I've been working on trying to draw a number of the MNIST database to an image file, in my first attempts, the image generated seemed shifted, as follows:
I know that the training file consists of 60,000 images, each one is 28 x 28 pixels big, which in the file is represented as an array of 28 x 28 x 60,000 uint8, which should give 47040000 as it's length.
However, when printing the length of the file, it gives 47040016 as it's length, that extra 16 numbers are what causes the image to shift.
The code used is the following, the const imgNum is defined by the image I want to print and the length of the image.

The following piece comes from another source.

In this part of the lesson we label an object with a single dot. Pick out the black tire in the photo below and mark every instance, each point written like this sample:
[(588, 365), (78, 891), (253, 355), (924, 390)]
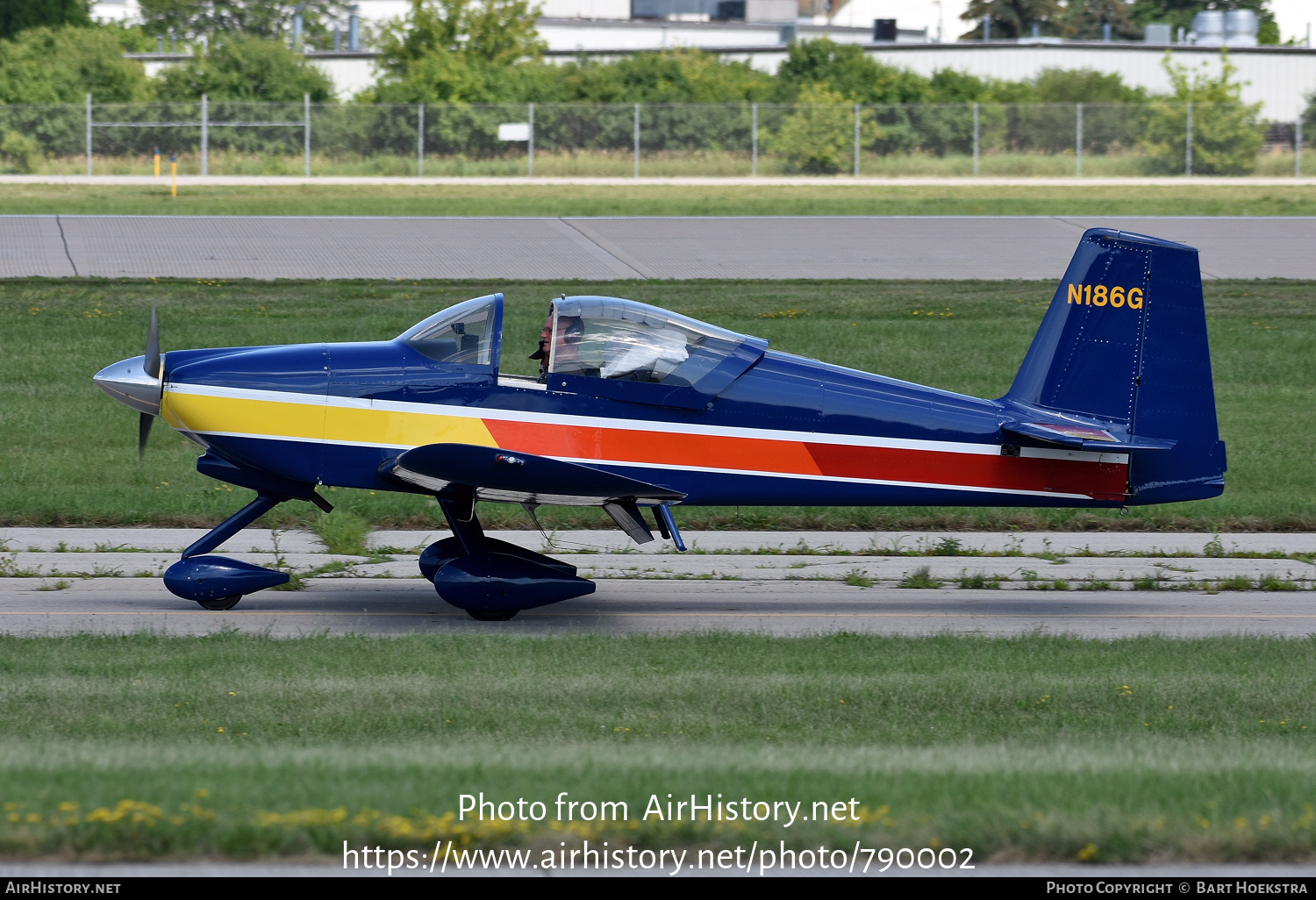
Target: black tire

I don't really see anything weird going on when reading the images file.
package main
import (
"image"
"image/color"
"image/png"
"io/ioutil"
"os"
)
const (
imgSideLength = 28
imgSize = imgSideLength * imgSideLength
imgNum = 499 * imgSize
)
var images []uint8
func main() {
images, err := ioutil.ReadFile("train-images")
check(err)
canvas := image.NewRGBA(image.Rect(0, 0, imgSideLength, imgSideLength))
pixelIndex := imgNum
for i := 0; i < imgSideLength; i++ {
for j := 0; j < imgSideLength; j++ {
currPixel := images[pixelIndex]
pixelIndex++
pixelColor := color.RGBA{currPixel, currPixel, currPixel, 255}
canvas.Set(j, i, pixelColor)
}
}
numFile, err := os.Create("number.png")
check(err)
defer numFile.Close()
png.Encode(numFile, canvas)
}
func check(e error) {
if e != nil {
panic(e)
}
}
Knowing that those 16 pixels are the ones that causes the image to shift, I decided to modify imgNum:
imgNum = 499 * imgSize + 16
With that change, the image draws fine.
But I would still like to know why are there an extra 16 numbers where there shouldn't be?
Looking at their web site you can see that the data format for the file is:
[offset] [type] [value] [description]
0000 32 bit integer 0x00000803(2051) magic number
0004 32 bit integer 60000 number of images
0008 32 bit integer 28 number of rows
0012 32 bit integer 28 number of columns
0016 unsigned byte ?? pixel
0017 unsigned byte ?? pixel
........
xxxx unsigned byte ?? pixel
which means the first 16 bytes are 4 32 bit integers, hence 16 byte, of header information.